Small Model Efficiency and Enterprise Customization
At 9.3 billion parameters versus competitors' 80 billion, the model runs on single GPUs and consumer devices, enabling privacy-focused on-device inference for enterprises.
"We focused on innovation. We think there's still so much more to do to innovate" - Mohammad on competing through technical advancement rather than compute scale against Google-sized competitors.
Enterprise customers can fine-tune with as few as 15 images, with artists reporting 3x productivity improvements in comic book creation workflows.
"Every artist who has at least like 50 pieces of art... they can really customize this model to the nuances of their style, the texture of their canvas, and really get 2K output" - Mohammad on democratizing model customization.
Taste-Driven Development vs Benchmark Optimization
"We really want our models to have taste" - Mohammad emphasizes artistic quality and style diversity over leaderboard performance, working with designers for side-by-side model comparisons.
The model deliberately avoids reinforcement learning that creates homogeneous outputs, instead preserving diverse artistic styles embedded during training for unique visual results.
"If you've seen some of the frontier models actually that score very highly in the leaderboards, they don't have a lot of kind of design variation. They always produce the same exact look" - Mohammad on differentiation strategy.
Internal evaluation prioritizes designer feedback over automated metrics, as "AI is not very good at doing the actual taste evaluation yet."
Future of Creative AI Workflows and Editing
Upcoming editable text and layout control features will use the same JSON structure, allowing modification of single elements while preserving overall composition for professional design iteration.
"For a lot of design and marketing use cases, we need editable design, not a single flat image" - Mohammad on the next frontier beyond static image generation.
Agentic workflows enable large-scale creative exploration through API calls, generating thousands of design variations for high-level direction before human refinement through traditional UI interfaces.
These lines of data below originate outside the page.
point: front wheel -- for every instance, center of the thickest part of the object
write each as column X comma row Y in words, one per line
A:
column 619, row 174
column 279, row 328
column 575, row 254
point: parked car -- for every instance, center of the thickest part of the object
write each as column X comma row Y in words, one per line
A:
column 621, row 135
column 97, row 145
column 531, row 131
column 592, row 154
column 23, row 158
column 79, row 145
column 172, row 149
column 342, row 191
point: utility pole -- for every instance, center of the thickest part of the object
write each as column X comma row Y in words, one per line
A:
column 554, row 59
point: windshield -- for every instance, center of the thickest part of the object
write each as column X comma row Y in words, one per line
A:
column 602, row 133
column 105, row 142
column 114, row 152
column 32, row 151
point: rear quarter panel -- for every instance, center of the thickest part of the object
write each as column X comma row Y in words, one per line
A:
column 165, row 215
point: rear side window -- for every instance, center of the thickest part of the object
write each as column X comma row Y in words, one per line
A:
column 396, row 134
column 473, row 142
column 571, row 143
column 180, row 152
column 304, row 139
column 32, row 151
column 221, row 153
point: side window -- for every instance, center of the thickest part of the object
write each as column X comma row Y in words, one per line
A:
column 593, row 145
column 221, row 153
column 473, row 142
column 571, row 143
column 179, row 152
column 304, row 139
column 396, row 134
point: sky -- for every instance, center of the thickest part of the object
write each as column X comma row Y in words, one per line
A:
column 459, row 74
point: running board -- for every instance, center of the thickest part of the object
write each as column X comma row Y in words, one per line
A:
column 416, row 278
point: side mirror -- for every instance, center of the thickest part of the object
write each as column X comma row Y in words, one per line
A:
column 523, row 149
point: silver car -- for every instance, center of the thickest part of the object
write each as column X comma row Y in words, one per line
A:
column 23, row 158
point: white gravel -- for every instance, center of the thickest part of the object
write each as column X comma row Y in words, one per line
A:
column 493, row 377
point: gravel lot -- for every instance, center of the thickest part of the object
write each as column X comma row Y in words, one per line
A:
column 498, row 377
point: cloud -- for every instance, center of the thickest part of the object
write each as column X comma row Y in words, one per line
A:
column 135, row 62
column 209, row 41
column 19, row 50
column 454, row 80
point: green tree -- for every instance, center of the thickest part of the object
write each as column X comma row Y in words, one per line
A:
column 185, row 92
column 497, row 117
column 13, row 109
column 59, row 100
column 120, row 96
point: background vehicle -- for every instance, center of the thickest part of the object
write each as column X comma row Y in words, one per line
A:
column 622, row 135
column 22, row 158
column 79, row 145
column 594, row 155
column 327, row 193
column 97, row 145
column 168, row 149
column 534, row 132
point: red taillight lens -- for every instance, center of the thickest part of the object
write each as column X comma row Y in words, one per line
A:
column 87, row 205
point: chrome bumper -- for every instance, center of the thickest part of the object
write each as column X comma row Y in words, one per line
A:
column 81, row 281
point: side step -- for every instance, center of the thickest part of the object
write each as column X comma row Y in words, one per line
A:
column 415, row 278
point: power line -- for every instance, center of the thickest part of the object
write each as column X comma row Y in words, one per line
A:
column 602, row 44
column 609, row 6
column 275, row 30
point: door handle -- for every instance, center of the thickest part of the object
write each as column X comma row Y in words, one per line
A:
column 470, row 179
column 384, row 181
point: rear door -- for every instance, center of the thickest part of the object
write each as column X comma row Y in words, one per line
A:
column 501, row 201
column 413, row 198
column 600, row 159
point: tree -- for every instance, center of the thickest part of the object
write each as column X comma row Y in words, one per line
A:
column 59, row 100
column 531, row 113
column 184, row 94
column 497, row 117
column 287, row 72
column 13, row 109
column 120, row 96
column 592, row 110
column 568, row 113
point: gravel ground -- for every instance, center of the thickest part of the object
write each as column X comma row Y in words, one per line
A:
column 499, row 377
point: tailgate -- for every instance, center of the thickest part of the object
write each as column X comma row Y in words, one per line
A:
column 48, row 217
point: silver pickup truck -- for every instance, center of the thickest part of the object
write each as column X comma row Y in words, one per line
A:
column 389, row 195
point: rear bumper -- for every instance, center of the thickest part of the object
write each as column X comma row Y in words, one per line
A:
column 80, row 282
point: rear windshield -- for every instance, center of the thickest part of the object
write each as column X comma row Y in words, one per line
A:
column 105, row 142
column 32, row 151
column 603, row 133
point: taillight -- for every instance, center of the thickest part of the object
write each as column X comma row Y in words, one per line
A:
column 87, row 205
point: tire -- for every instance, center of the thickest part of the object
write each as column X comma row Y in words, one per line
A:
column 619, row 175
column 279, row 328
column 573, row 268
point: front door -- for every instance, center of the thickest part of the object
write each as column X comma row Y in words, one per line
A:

The visual representation space offers more customization potential than language models because "you immediately recognize the differences between brands" in visual design versus written communication.
Resources Mentioned
Pray Your Way To Marital Breakthrough 2026
ng the state of the art in text generation, but we continued to focus on that and we had a bunch of research breakthroughs. And with this model, despite the fact that it's very tiny, the text generati
Training with DISC 30 Games & Team Building Exercises to Lead your First or your 101st DISC Workshop
domain or optimizing for a different thing in a different domain. So what was the trade-off for the research team when training this model to decide what to focus on? Right, so one thing that you kind
The Emotionally Intelligent Team Building Collaborative Groups that Outperform the Rest
partner with the industry to push the kind of small model size quality further. Now in terms of the research team, it's an interesting question whether you can focus on a very small, narrow field in i
Rector's Community and Public Health Nursing Promoting the Public's Health
There are so many ways you could customize it. One hot topic we, you know, in the industry, in the research community, is the agentic loop for creative tools, right? So it used to be the creativity t
From a16z. Get a note like this from every new episode.